A scatterplot of these variables will often create a cone-like shape, as the scatter (or variability) of the dependent variable (DV) widens or narrows as the value of the independent variable (IV) increases. The inverse of heteroscedasticity is homoscedasticity, which indicates that a DV's variability is equal across values of an IV.

For example: annual income might be a heteroscedastic variable when predicted by age, because most teens aren't flying around in G6 jets that they bought from their own income. More commonly, teen workers earn close to the minimum wage, so there isn't a lot of variability during the teen years. However, as teens turn into 20-somethings, and 20-somethings into 30-somethings, some will tend to shoot-up the tax brackets, while others will increase more gradually (or perhaps not at all, unfortunately). Put simply, the gap between the "haves" and the "have-nots" is likely to widen with age.

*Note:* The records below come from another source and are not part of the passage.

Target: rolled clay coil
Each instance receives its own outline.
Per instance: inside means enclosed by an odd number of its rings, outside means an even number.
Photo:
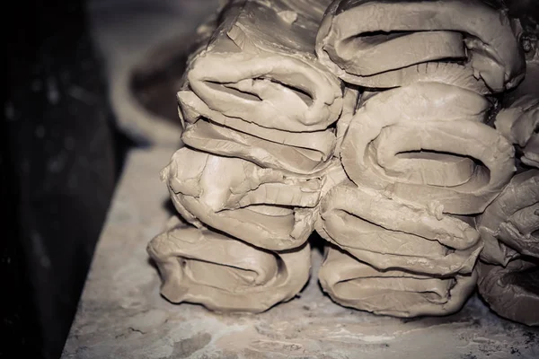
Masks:
[[[522,83],[503,101],[494,126],[516,144],[527,166],[539,168],[539,59],[528,64]]]
[[[329,247],[318,274],[333,301],[346,307],[394,317],[441,316],[459,311],[477,275],[437,278],[399,270],[378,271]]]
[[[147,251],[163,277],[166,299],[216,311],[261,312],[288,301],[305,285],[311,268],[308,243],[270,252],[180,223],[153,239]]]
[[[375,88],[439,81],[484,93],[481,78],[500,92],[526,69],[511,21],[481,1],[336,0],[316,53],[342,80]]]
[[[482,260],[505,266],[517,254],[539,258],[539,170],[514,176],[478,224]]]
[[[444,83],[379,92],[350,121],[344,169],[358,186],[406,203],[481,213],[516,170],[511,144],[482,122],[488,108],[482,96]]]
[[[329,165],[334,129],[292,133],[266,128],[211,110],[193,92],[178,92],[184,118],[182,141],[217,155],[238,157],[259,166],[309,174]]]
[[[320,212],[319,233],[378,270],[468,274],[482,249],[479,233],[467,223],[437,217],[349,181],[324,196]]]
[[[499,315],[525,323],[539,325],[539,267],[517,259],[507,267],[478,264],[479,293]]]
[[[233,2],[190,64],[190,89],[226,118],[290,132],[323,131],[342,109],[340,81],[314,56],[329,1]]]
[[[299,247],[307,240],[322,188],[317,178],[291,177],[187,147],[174,153],[162,179],[189,223],[271,250]]]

If the above where true and I had a random sample of earners across all ages, a plot of the association between age and income would demonstrate heteroscedasticity, like this:

Plot No. 1 demonstrating heteroscedasticity (heteroskedasticity)

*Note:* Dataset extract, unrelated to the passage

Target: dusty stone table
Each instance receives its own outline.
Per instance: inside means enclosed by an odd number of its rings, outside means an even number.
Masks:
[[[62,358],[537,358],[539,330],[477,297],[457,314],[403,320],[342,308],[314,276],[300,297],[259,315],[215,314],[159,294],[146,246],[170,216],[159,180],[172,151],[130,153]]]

Plot No. 2 demonstrating heteroscedasticity (heteroskedasticity)

By the way, I have no real data behind this example; this is just a hypothetical situation, though it does seem logical.

Heteroscedasticity is most frequently discussed in terms of the assumption of parametric analyses (e.g. linear regression). More specifically, it is assumed that the error (a.k.a residual) of a regression model is homoscedastic across all values of the predicted value of the DV. Put more simply, a test of homoscedasticity of error terms determines whether a regression model's ability to predict a DV is consistent across all values of that DV. If a regression model is consistently accurate when it predicts low values of the DV, but highly inconsistent in accuracy when it predicts high values, then the results of that regression should not be trusted.

I want to re-iterate that the concern about heteroscedasticity, in the context of regression and other parametric analyses, is specifically related to error terms and NOT between two individual variables (as in the example of income and age). This is a common misconception, similar to the misconception about normality (IVs or DVs need not be normally distributed, as long as the residuals of the regression model are normally distributed). Now that you know what heteroscedasticity means, now try saying it five times fast!

I hope you found this helpful. What stats terms do you find confusing?